Auf der Anklagebank hat Michael T. Platz genommen, von Beruf Handwerker, und am ersten Verhandlungstag wird er rein gar nichts sagen. Dafür versichert sein Anwalt David Mühlberger, sein Mandant habe mit der ganzen Geschichte überhaupt nichts zu tun. Vielmehr sei Matthias S. zuvor im Festzelt auf seinen Mandanten losgegangen und habe ihn zu Boden geschlagen. Auf dem Heimweg zur S-Bahn Unterföhring, um kurz vor 1 Uhr, sei Michael T. zu dem Streit dazugekommen, „da ist der Geschädigte schon am Boden gelegen“. Michael T. habe weder geschlagen noch getreten.
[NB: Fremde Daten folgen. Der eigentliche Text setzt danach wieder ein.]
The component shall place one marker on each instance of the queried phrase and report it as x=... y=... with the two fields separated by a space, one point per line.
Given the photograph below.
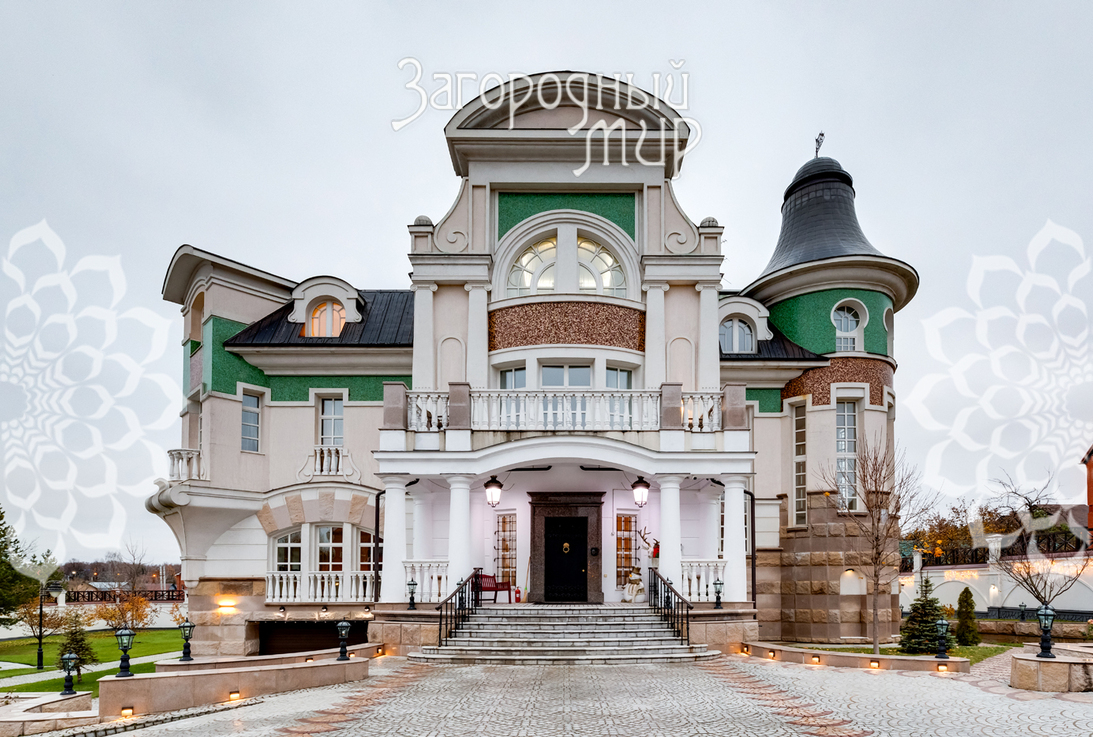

Es liegt in der Natur der Sache, dass die Staatsanwaltschaft anderer Meinung ist. Sie hat den 41-jährigen Handwerker wegen gefährlicher Körperverletzung angeklagt. Michael T. soll in jener Nacht des 12. Juni 2024 mit weiteren Personen Matthias S. und zwei seiner Freunde angepöbelt und dann zu zweit oder dritt auf ihn eingeprügelt haben; mit Fäusten, mit Tritten, auch, als der 26-Jährige bereits am Boden lag.